Unfortunately, the aspirational somewhere else keeps changing. The Eighties yuppie enthusiasm for brown embossed leather riding accessories, tartan bows on the Christmas tree and lightly faded chintz, while still around, has been eclipsed by the clapperboard interior painted pale blue or green, and the smooth coloured woods of the Amish.

Entire counties can suddenly lurch out of fashion. It's quite tricky trying to capture that airy maritime New England simplicity with 4ft high ceilings, an inglenook, beams and a thatch overhanging the window. Could that be why, according to Allen and Harries, Gloucestershire doesn't have quite the cachet this year as it once did?

There is a north-south divide at work here. The country cottage as fashion accessory is very much a feature of the area in a line south of Birmingham, where, no one, but no one, wants a modern house for a weekend retreat. Picture the embarrassment of asking someone down to the country and confronting them with a Sixties bungalow with no fireplace]
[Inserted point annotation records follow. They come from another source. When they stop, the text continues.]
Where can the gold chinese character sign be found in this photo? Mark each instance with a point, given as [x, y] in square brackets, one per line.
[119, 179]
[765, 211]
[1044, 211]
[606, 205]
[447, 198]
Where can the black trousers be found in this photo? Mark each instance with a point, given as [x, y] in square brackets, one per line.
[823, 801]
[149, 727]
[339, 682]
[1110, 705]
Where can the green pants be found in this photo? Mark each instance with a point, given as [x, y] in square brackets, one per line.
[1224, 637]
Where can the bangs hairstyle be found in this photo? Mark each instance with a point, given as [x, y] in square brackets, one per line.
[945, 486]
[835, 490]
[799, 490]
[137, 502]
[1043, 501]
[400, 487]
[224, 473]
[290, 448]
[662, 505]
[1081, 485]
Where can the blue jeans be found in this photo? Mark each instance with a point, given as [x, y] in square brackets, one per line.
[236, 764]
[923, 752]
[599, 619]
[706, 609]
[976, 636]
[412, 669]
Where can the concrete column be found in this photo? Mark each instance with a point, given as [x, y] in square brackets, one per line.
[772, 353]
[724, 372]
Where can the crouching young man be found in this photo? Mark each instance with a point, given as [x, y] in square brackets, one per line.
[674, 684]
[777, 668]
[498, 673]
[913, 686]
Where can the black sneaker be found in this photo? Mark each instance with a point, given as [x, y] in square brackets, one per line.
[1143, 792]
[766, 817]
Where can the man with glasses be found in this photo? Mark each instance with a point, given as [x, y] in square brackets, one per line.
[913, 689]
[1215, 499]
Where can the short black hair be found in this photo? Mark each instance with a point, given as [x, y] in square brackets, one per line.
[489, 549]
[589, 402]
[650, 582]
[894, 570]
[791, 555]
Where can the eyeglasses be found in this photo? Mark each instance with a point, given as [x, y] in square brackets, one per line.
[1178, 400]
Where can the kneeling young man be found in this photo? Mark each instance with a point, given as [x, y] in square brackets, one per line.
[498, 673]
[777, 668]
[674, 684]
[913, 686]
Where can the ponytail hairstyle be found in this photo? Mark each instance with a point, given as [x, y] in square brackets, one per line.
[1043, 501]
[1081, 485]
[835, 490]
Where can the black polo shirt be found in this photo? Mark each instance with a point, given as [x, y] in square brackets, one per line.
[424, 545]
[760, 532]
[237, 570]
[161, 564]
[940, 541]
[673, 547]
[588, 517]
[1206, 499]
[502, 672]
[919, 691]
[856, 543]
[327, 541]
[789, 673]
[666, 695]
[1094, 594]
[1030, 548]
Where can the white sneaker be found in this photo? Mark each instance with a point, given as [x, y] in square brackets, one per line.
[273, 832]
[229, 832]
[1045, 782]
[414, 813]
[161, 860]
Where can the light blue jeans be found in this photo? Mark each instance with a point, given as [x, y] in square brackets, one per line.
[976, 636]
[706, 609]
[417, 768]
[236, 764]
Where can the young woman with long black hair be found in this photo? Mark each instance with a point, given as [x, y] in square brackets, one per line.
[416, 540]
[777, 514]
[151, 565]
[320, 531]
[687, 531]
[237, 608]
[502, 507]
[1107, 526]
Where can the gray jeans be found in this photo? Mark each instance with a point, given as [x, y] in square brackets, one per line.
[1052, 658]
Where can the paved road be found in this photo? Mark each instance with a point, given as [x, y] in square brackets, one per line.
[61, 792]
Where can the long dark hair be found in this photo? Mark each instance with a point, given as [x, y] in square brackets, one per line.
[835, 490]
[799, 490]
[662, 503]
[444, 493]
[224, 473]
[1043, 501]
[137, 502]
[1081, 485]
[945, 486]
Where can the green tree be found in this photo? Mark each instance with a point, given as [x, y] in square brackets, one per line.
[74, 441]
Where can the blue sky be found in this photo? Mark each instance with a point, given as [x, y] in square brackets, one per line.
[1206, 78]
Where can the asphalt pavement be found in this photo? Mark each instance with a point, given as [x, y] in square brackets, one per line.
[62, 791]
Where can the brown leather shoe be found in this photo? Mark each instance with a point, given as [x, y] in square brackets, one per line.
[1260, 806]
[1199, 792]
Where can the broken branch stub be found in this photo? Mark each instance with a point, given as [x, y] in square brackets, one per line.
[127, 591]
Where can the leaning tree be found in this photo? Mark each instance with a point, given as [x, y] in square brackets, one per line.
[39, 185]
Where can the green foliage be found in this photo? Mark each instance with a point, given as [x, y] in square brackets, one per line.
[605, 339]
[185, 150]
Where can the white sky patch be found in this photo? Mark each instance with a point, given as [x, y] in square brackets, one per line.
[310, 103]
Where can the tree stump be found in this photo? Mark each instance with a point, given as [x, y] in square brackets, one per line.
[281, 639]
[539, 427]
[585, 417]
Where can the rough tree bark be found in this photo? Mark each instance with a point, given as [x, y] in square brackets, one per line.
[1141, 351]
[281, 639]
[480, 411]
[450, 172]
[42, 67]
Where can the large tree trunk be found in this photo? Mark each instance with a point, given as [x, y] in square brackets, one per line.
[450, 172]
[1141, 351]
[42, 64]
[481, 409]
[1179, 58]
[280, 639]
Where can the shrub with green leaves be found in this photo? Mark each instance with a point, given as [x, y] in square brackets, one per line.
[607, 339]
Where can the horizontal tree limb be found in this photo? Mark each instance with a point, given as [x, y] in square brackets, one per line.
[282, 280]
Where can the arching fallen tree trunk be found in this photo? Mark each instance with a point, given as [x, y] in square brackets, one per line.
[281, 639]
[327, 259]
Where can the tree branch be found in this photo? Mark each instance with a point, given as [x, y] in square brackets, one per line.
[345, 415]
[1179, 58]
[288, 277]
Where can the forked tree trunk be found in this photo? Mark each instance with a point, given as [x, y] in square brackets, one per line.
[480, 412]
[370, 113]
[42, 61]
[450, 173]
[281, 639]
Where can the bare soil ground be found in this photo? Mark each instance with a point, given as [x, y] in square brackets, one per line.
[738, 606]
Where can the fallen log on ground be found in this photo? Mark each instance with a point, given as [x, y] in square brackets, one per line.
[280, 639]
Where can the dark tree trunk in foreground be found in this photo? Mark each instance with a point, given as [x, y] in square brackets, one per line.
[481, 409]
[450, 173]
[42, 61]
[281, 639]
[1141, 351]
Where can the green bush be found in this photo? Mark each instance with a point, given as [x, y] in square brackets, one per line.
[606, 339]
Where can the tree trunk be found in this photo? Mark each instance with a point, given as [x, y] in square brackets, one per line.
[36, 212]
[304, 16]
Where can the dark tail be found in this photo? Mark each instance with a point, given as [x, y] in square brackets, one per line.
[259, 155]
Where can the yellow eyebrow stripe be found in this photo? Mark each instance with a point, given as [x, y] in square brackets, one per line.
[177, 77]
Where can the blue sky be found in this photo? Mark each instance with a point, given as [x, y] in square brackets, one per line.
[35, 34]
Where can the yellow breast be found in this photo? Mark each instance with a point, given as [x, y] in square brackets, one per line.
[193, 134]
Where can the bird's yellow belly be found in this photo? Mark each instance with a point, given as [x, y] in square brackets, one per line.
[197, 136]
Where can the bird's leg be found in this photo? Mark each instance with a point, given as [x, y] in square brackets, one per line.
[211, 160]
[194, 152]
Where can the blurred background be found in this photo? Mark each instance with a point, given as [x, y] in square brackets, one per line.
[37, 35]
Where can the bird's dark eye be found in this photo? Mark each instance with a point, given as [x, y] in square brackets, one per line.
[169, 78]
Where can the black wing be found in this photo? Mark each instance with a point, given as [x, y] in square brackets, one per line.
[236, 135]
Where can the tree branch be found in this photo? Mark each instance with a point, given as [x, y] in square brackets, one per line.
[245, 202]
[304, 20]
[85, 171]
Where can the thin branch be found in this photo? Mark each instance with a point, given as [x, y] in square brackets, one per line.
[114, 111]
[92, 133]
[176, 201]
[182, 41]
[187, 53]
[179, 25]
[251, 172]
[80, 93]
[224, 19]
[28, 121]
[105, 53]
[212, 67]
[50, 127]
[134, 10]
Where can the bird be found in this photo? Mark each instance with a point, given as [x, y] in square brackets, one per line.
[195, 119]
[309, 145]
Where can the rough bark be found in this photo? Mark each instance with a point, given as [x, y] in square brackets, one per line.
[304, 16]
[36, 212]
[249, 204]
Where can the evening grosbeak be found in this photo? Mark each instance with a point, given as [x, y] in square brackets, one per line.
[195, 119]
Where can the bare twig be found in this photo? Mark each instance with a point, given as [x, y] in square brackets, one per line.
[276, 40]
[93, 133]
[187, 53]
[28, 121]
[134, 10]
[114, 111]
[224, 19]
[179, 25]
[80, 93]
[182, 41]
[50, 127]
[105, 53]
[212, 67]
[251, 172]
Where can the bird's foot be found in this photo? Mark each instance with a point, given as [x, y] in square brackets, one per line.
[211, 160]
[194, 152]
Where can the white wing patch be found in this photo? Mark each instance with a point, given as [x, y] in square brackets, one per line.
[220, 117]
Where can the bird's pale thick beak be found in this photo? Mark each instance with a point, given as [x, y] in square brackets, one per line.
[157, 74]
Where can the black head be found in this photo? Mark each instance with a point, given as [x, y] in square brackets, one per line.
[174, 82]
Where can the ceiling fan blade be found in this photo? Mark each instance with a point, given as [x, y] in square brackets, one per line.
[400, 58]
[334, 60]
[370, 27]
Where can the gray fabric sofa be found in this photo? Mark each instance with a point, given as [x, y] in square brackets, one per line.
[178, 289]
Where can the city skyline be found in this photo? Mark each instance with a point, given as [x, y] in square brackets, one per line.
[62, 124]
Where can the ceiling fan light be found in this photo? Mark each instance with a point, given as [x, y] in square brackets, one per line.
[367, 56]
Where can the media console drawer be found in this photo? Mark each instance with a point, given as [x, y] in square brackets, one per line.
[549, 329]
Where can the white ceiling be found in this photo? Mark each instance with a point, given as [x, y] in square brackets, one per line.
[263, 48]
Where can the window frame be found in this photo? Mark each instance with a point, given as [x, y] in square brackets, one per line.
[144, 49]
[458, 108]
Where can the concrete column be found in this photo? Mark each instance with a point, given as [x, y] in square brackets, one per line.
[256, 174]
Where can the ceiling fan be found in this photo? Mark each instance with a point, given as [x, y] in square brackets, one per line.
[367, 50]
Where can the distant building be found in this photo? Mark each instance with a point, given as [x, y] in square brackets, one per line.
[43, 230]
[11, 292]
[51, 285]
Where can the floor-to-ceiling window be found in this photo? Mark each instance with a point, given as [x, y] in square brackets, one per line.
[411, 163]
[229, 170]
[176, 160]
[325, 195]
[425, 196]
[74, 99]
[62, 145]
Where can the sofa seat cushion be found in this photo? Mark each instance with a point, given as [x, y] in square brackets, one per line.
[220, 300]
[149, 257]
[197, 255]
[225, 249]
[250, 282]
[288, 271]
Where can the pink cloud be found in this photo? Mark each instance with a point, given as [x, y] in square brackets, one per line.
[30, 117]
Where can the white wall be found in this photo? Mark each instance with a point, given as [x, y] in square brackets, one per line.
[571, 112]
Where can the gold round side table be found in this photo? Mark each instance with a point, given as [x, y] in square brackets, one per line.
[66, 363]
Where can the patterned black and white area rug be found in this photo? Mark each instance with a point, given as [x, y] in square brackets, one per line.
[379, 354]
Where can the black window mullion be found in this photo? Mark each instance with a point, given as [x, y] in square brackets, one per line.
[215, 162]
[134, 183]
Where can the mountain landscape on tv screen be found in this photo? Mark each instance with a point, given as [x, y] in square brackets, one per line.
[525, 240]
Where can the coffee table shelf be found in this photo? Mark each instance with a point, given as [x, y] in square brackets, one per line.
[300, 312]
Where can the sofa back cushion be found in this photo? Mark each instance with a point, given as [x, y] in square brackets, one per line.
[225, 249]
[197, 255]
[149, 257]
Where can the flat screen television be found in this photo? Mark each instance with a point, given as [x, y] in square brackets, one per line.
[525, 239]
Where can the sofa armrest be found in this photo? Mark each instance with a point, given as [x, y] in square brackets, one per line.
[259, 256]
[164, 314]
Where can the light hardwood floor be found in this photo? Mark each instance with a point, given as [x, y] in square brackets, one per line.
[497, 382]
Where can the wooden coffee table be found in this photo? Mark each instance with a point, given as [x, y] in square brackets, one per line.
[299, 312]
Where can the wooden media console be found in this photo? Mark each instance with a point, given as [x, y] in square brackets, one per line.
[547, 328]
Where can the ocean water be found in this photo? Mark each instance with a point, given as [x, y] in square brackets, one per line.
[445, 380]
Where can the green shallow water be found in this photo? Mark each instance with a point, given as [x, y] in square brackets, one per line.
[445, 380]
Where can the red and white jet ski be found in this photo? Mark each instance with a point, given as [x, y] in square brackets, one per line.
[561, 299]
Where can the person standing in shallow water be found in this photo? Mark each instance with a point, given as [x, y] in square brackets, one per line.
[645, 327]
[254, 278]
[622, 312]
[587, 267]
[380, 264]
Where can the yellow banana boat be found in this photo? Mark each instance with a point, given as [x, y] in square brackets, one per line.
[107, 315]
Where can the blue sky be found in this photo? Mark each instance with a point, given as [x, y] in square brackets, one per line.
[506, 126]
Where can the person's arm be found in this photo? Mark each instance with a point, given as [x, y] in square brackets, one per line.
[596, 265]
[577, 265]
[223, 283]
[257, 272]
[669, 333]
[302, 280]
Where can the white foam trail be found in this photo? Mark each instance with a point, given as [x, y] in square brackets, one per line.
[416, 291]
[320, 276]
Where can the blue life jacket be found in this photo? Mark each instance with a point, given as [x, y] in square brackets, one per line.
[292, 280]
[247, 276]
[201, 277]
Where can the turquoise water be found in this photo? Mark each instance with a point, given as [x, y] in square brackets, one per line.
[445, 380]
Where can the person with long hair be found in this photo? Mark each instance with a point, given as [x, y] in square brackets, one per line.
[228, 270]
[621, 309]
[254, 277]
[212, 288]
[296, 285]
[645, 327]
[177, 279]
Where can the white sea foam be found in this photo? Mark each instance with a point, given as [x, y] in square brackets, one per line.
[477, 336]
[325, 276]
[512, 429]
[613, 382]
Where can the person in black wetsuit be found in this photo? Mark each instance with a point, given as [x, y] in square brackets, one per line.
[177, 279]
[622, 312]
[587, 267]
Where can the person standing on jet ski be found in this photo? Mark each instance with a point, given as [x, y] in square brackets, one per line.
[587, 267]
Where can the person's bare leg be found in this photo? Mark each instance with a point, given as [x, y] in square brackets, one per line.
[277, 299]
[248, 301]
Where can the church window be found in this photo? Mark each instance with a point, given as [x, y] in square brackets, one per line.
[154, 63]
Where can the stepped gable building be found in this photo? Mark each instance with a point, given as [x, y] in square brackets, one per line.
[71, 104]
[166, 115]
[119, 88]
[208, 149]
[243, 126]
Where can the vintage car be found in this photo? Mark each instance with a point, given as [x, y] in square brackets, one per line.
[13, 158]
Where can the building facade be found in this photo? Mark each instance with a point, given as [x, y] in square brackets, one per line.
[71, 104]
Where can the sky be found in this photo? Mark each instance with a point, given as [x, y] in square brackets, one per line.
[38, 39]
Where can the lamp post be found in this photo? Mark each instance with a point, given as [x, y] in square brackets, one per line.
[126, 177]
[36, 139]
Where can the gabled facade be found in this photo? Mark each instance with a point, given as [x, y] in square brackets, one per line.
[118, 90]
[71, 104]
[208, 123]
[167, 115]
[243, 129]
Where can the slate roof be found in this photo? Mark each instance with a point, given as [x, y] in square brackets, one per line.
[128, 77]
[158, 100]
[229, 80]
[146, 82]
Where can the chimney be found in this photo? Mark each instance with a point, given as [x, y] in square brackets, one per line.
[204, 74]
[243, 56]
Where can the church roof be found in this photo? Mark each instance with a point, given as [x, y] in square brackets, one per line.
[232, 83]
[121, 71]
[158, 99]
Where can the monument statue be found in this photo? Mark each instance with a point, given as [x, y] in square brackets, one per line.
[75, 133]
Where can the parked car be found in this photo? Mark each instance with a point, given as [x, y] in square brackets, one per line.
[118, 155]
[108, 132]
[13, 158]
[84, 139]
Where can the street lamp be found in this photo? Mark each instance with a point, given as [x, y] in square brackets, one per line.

'Generally, the further north you get, the fewer weekend retreats there are, as people's first homes are closer to second home country,' says Barry Pearson, North and Midlands Director for Royal Insurance Property Services. 'People become less keen to translate their lifestyle from town to country. They're into practicality, and comfort. In the south, a buyer will consider any one of eight different counties if the cottage is right. In the north, location comes first, they want to be near the right mountain or bit of sea to sail on.'

Everywhere, though, the access to hobbies, fresh air and space does much to counteract the misery of eight-hour games of I-Spy a lane closure. But the real country cottage compulsion goes deeper. It's to do with strong and rather, ahem, embarrassing emotional longings for escape, simplicity, freedom, goodness, security, innocence. 'It's amazing how many merchant bankers look for cottages near where they went to school,' said one estate agent.

As Professor John Burnett, author of A Social History of Housing, explains, the syndrome is nothing new but a growing by product of industrialisation and urbanisation. 'A hundred-and-fifty years ago people were building 'Picturesque' villages and cottages in 'The Old English style' and some were being used for recreation by people whose main home was in the town.'

The industrial revolution, road and rail travel, the decline of the rural economies, growth of an affluent white-collar class and drift to the cities, have all added to the urge to drift out again at weekends - to the point where a survey last year claimed deliciously, if slightly unbelievably, that urban housewives spend 25 per cent of their time fantasising about living in the country.

Everyone knows that the country of their fantasies is not the real country - where piles of tyres lie in farmyards, electric bar fires melt the edges of plastic dog baskets in kitchens and ancient anoraks are teamed with shell-suit bottoms and rather short, black wellies. But it does have an odd sort of validity of its own.

As we move towards a 21st century where more people in the world will live in towns than on the land, it will probably take more than a mild irritation with packing the car to halt the search for that moment of emotional epiphany that is produced by a Harvey Nichols butter-pat on just the right oblong farmhouse table.